Michael Avenatti has a warning for President Donald Trump: More tapes are out there.
At a roundtable Sunday on ABC News, the lawyer for adult-film star Stormy Daniels said that the secret recording of Trump that was revealed two days ago is far from the only one made by Trump's longtime attorney Michael Cohen.
"This is not the only tape," Avenatti said. "I can tell you that for a fact. There's multiple tapes."
He added: "That, ultimately, is going to prove to be a big problem for the president. You know, that old adage, 'You've lived by the sword, you die by the sword,' is going to be true in this case, because the president knew that his attorney, Michael Cohen, had a predisposition towards taping conversations with people."
On Friday, three people with knowledge of the conversation told The Washington Post that Cohen had secretly taped a conversation with Trump in September 2016 about whether to purchase the rights to Playboy centrefold Karen McDougal's account of her alleged affair with Trump.
That conversation took place one month after AMI, the parent company of the National Enquirer, bought the rights to McDougal's story for US$150,000, then shelved it.
Cohen is being investigated for potential bank and election-law crimes. The recording was among the records seized in an FBI raid of his office and residences in April, multiple people familiar with the probe said.

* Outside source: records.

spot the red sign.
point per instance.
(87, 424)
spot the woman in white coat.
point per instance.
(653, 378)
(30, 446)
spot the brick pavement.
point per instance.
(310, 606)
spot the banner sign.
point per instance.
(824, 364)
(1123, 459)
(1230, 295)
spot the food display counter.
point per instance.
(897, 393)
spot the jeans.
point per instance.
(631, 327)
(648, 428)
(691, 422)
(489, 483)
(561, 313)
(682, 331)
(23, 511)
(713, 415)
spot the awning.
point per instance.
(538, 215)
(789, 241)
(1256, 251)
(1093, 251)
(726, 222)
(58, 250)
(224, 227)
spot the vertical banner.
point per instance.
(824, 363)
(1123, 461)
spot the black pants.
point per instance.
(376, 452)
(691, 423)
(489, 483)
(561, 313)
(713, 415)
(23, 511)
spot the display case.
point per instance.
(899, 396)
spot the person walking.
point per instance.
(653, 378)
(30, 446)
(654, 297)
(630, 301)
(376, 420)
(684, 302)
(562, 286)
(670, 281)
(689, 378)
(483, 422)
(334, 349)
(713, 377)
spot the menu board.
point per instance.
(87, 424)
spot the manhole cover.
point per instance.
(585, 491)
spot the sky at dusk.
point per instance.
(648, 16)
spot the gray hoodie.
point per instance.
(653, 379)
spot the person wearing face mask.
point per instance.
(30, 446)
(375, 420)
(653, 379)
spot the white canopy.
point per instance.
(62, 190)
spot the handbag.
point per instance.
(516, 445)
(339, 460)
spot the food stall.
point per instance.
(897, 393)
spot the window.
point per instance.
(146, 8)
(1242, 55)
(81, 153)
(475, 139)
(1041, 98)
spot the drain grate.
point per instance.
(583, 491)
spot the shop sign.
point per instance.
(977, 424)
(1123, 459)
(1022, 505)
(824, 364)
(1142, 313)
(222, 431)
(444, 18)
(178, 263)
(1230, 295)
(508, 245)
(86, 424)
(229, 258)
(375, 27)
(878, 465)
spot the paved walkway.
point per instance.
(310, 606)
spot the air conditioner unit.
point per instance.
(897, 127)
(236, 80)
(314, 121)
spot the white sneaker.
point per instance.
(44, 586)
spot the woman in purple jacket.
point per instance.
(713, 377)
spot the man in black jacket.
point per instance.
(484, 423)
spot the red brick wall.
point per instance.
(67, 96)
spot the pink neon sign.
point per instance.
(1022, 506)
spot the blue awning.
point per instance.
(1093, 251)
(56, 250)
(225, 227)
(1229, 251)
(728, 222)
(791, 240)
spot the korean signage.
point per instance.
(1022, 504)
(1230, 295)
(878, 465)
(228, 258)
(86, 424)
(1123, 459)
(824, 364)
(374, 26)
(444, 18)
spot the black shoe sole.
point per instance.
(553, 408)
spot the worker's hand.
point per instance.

One of Trump's attorneys, Rudy Giuliani, said in a statement Friday that the September 2016 recording is "powerful exculpatory evidence." Even so, Trump lashed out at Cohen in a tweet on Saturday, claiming that it was "totally unheard of & perhaps illegal" that his attorney would tape him, despite the fact that New York's wiretapping law permits the recording of conversations so long as at least one party agrees.

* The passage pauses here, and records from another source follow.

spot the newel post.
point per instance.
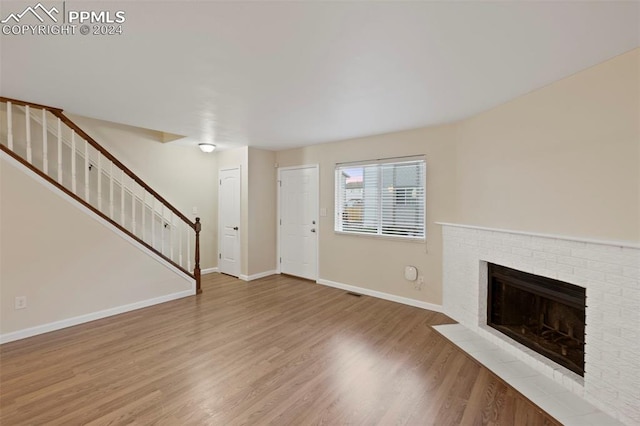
(196, 270)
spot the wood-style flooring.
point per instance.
(278, 350)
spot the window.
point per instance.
(383, 198)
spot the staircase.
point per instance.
(46, 141)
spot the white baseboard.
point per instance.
(257, 276)
(69, 322)
(381, 295)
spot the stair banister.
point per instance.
(83, 150)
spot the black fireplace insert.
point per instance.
(546, 315)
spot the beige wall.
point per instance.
(378, 264)
(183, 175)
(564, 159)
(262, 211)
(64, 261)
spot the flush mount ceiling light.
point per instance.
(207, 147)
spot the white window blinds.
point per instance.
(384, 198)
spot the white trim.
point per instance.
(69, 322)
(36, 177)
(629, 244)
(316, 167)
(381, 295)
(257, 276)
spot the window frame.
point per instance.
(340, 195)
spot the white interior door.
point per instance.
(229, 222)
(299, 222)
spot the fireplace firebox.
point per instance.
(546, 315)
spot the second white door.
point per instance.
(299, 222)
(229, 222)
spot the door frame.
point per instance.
(220, 226)
(316, 168)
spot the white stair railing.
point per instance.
(90, 174)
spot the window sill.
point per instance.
(413, 240)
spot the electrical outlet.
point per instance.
(21, 302)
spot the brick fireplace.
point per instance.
(609, 274)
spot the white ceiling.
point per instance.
(285, 74)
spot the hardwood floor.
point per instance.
(273, 351)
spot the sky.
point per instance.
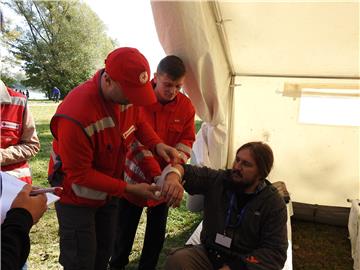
(131, 24)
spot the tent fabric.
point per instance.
(187, 30)
(354, 232)
(240, 54)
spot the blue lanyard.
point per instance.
(239, 216)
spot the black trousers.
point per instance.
(128, 220)
(86, 235)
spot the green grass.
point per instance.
(315, 246)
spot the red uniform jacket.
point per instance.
(91, 137)
(174, 123)
(11, 128)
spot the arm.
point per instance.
(29, 144)
(147, 136)
(196, 180)
(15, 242)
(77, 157)
(271, 254)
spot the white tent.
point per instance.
(254, 71)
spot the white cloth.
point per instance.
(354, 232)
(10, 187)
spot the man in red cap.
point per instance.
(172, 117)
(92, 129)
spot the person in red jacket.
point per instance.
(92, 129)
(172, 117)
(19, 141)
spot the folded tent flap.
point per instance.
(354, 232)
(281, 187)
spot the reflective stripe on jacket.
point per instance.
(11, 125)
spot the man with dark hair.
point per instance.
(245, 217)
(172, 118)
(92, 130)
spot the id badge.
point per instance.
(223, 240)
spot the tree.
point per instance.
(61, 44)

Avenatti is representing Daniels, who was paid $130,000 by Cohen in exchange for her silence about an alleged decade-old affair with Trump. Avenatti has a history of taunting the president with claims to have more information on Trump's alleged indiscretions. In March, he tweeted an image of what appeared to be a DVD and said he was sending a "warning shot" to the president regarding his denials of an affair with Daniels, whose real name is Stephanie Clifford.
During Sunday's roundtable, retired Harvard Law School professor Alan Dershowitz, an informal Trump adviser, pressed Avenatti to reveal how he knew of the existence of additional tapes, arguing that the leak of such information could represent a potential violation of lawyer-client privilege.

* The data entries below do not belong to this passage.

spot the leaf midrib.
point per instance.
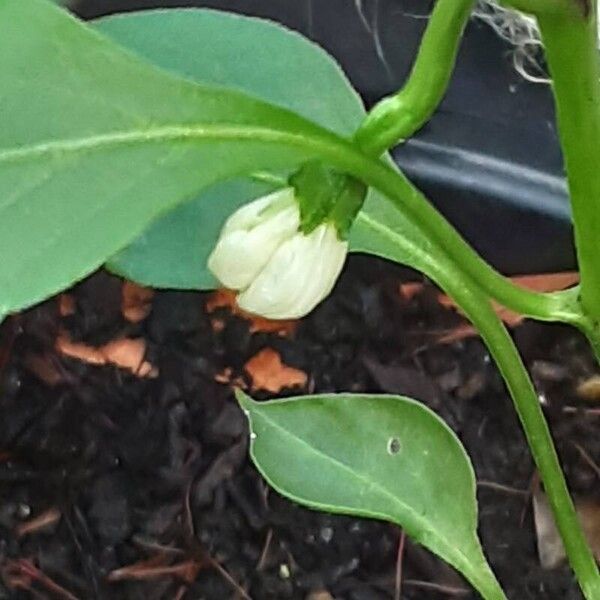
(450, 549)
(158, 134)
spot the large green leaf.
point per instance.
(285, 69)
(248, 54)
(384, 457)
(95, 144)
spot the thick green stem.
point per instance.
(574, 63)
(397, 117)
(538, 435)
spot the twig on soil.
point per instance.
(21, 573)
(399, 563)
(260, 565)
(587, 458)
(437, 587)
(154, 569)
(225, 574)
(46, 519)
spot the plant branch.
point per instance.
(574, 64)
(527, 405)
(398, 117)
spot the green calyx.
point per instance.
(327, 196)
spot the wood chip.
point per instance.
(125, 353)
(590, 389)
(268, 373)
(223, 298)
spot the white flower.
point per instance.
(280, 272)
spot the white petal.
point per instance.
(300, 274)
(249, 215)
(251, 236)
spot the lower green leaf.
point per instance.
(384, 457)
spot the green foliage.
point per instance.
(107, 157)
(96, 144)
(384, 457)
(219, 48)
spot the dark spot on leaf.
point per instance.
(394, 446)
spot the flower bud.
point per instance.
(280, 272)
(251, 235)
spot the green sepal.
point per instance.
(325, 195)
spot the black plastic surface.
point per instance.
(489, 159)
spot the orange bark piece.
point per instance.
(223, 298)
(125, 353)
(136, 302)
(268, 373)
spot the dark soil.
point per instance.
(101, 469)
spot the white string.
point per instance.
(521, 32)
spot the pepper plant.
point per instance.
(129, 142)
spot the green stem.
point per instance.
(536, 430)
(574, 63)
(397, 117)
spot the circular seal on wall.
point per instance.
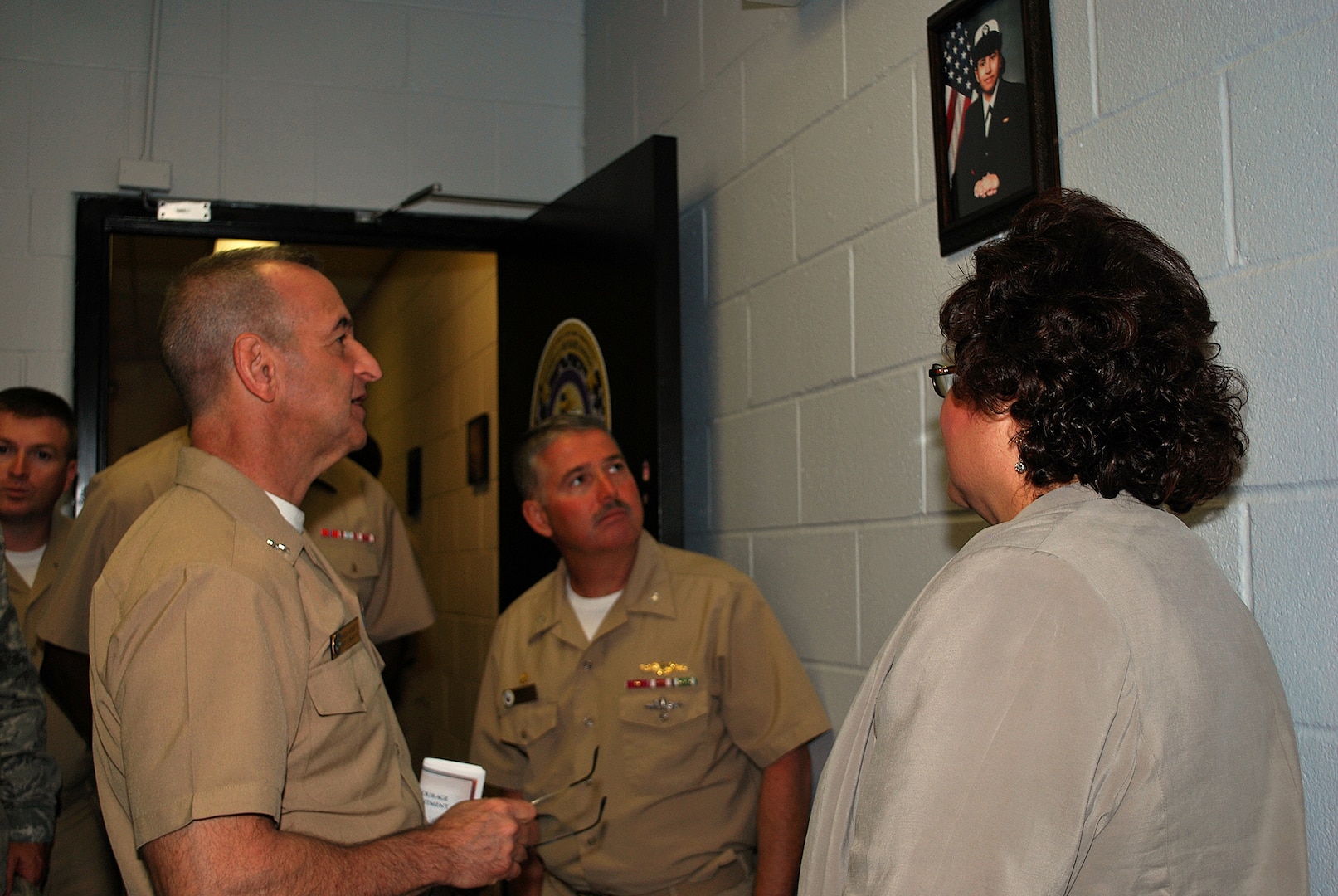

"You're not in a position where you have been given that information properly," Dershowitz said during one heated exchange.
Avenatti declined to reveal any details, maintaining that the only way he would have acted improperly would have been if he received the tape from someone in law enforcement.
"All of the information that the FBI seized, that's not under lock and key," he said, adding: "I could have received it from Michael Cohen. I could have received it from one of Michael Cohen's counsel. I could have received it from others."
Avenatti also noted that he ran into Cohen on Monday at a restaurant in New York City and that the two had a "very fruitful" conversation.
"I think he is ready to tell the truth," Avenatti said of Cohen. "And ultimately, I think he is going to cooperate with us as it relates for our search for the truth."